Surgical removal of the calculi was carried out. The prostatic urethra was approached re­tropubically. On incising the prostatic capsule anteriorly, a large cavity was seen extending from the bladder neck to the membraneous ure­thra. An oval calculus of the size 3.5 cms x 2.5 cms x 2 cms. was seen occupying the distal part of the cavity. The cavity itself contained nine more faceted calculi of varying sizes from 0.5 cms. X 1.0 cms. to 2.7 cms X 1.6 cms See [Figure 3] on page 136a. The prostatic tissue was stretched over the calculi. All the calculi were removed and the prostatic capsule was closed after proper haemostasis. Chemical analysis of the calculi showed calcium phosphate only.

The postoperative period was uneventful ex­cept that the patient developed some degree of incontinence and dribbling. He received urinary antiseptics and physiotherapy with faradic stimulation of the external sphincter.
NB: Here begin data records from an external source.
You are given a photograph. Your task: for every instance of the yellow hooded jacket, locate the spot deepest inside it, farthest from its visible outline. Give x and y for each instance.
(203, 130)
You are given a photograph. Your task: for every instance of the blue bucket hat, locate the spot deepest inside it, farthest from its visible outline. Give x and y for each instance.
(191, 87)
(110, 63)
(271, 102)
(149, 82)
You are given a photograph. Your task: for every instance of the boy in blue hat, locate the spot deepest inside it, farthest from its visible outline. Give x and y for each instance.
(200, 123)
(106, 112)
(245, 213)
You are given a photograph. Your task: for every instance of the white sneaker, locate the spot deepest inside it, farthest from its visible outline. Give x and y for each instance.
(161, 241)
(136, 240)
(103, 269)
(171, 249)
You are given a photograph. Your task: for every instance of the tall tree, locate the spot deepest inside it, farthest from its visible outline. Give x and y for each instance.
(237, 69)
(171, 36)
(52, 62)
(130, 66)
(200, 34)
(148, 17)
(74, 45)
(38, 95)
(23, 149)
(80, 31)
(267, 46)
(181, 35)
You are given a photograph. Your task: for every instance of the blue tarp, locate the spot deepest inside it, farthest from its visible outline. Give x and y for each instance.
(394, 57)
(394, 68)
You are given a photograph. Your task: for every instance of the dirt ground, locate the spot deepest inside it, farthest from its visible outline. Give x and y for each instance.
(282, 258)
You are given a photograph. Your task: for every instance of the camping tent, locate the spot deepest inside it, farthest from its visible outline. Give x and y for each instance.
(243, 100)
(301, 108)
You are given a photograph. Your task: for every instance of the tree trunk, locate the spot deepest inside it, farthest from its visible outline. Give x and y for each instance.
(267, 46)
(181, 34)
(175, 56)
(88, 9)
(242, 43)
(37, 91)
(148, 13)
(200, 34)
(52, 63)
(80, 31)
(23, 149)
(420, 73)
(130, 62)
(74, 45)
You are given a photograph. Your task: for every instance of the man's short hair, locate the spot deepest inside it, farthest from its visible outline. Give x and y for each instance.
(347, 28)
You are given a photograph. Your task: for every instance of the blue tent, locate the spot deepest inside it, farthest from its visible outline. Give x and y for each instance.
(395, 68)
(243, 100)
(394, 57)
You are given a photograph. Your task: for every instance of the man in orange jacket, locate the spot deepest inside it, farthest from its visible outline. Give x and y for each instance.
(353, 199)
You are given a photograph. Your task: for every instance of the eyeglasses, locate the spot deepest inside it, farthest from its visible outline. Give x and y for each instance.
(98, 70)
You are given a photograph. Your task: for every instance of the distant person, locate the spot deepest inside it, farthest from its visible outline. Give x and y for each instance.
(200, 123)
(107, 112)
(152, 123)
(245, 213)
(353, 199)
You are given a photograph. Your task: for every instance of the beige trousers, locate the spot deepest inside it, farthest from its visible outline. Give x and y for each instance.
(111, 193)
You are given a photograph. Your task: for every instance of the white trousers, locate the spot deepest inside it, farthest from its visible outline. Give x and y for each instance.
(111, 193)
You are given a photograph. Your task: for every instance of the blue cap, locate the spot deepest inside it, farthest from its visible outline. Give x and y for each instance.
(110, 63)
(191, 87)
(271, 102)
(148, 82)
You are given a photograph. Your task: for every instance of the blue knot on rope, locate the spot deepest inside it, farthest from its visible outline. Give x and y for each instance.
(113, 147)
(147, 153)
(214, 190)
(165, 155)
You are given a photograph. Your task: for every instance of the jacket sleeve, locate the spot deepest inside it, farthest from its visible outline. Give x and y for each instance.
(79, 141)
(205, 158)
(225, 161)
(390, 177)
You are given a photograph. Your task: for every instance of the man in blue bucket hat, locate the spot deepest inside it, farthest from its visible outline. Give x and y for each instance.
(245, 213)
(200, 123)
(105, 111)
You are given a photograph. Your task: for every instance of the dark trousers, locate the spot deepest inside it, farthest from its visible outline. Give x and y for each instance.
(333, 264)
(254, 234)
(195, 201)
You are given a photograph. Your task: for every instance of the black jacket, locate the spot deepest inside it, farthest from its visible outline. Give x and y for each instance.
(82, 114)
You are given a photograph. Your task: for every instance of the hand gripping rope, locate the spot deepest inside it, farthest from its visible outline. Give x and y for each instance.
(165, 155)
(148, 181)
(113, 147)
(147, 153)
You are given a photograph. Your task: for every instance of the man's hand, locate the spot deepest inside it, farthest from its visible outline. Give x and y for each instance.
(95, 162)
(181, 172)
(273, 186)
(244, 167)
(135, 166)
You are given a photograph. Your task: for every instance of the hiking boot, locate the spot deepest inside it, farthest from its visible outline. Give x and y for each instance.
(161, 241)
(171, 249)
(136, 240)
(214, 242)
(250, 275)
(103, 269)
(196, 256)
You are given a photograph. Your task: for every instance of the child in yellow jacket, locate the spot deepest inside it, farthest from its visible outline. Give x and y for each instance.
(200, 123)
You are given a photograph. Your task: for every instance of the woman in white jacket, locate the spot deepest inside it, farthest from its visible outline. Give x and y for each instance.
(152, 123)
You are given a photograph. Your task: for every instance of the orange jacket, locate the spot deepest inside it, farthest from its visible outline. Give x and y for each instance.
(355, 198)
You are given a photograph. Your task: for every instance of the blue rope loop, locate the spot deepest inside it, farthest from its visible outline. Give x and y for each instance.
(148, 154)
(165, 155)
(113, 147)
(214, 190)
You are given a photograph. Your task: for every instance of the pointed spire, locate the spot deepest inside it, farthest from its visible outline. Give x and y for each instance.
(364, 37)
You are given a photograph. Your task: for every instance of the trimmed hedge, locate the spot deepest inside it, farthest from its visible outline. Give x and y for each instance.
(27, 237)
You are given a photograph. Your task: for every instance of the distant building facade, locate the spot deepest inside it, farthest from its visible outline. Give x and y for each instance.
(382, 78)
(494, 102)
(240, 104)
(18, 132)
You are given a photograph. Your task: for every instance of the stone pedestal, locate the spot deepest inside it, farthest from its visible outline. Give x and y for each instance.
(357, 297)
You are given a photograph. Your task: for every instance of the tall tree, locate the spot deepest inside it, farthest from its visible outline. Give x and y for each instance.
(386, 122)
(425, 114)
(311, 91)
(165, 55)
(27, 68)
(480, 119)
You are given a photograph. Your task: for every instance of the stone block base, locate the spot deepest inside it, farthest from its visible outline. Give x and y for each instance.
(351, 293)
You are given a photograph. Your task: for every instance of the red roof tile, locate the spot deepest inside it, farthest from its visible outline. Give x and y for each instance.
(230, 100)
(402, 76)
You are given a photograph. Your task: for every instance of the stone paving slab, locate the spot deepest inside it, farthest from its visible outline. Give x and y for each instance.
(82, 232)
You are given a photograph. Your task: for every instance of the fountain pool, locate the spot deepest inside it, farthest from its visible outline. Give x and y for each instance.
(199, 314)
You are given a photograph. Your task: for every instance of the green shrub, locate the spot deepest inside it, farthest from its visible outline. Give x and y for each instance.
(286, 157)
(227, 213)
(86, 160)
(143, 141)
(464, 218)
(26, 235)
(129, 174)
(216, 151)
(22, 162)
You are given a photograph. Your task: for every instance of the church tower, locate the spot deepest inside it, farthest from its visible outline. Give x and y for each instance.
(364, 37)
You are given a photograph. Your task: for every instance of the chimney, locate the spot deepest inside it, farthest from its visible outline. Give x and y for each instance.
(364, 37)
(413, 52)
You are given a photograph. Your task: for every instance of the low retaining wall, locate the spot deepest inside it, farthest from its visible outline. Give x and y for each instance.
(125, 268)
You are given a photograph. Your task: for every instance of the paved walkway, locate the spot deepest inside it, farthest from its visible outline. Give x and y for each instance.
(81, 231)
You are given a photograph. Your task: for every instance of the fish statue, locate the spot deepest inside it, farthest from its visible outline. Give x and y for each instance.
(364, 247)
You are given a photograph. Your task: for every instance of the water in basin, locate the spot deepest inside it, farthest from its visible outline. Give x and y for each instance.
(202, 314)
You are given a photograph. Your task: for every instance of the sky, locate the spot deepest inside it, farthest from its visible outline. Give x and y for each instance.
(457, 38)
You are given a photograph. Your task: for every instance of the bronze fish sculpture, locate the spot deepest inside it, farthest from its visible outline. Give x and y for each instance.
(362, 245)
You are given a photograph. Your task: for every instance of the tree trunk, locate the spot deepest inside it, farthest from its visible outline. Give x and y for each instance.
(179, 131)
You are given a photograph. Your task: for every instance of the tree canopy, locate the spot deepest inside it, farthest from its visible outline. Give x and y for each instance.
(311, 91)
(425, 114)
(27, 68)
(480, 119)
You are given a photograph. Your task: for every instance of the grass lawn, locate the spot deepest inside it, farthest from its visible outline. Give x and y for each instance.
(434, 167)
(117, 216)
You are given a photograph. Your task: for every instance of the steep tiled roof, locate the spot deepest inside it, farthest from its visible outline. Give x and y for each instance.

Fair degree of continence was restored.


Generally large multiple prostatic cal­culi are associated with distal stricture of the urethra and cuncurrent urinary tract infection. [1],[2] In the present case there was no associated pathology or demonstrable stricture of the urethra. Repeated bacte­riological examination of the urine how­ever showed the presence of infection. From the faceted appearance and the large size of the calculi it is obvious that these calculi had primarily formed and grown in size in the prostatic urethra.

In the absence of obvious local or syste­mic pathology, it was difficult to speculate what initiated the formation of these stones and also what factors led to their growth to such a large size. Multiple pros­tatic calculi without any obvious urethral stricture have been reported by other workers. [1],[3]

We feel that in the present case the process of multiple stone formation was initiated by the partial obstruction caused by the oval stone. This stone had presum­ably formed in the urinary bladder and subsequently lodged in the prostatic urethra.


We are thankful to the Dean, K.E.M. Hospital Parel, Bombay-12 for permitting us to use hospital data and to publish this paper.


1Fox, M.: The natural history and signific­ance o`' stone formation in the prostate gland. J. Urol., 89: 716-727, 1963.
2Karanjawalla, D. K.: Personal Communi­cation-1976.
3Robert, K. V. and Stephen, A. K.: Short case report: obstructing prostatic urethral calculi. Brit. J. Urol., 48: 492, 1976.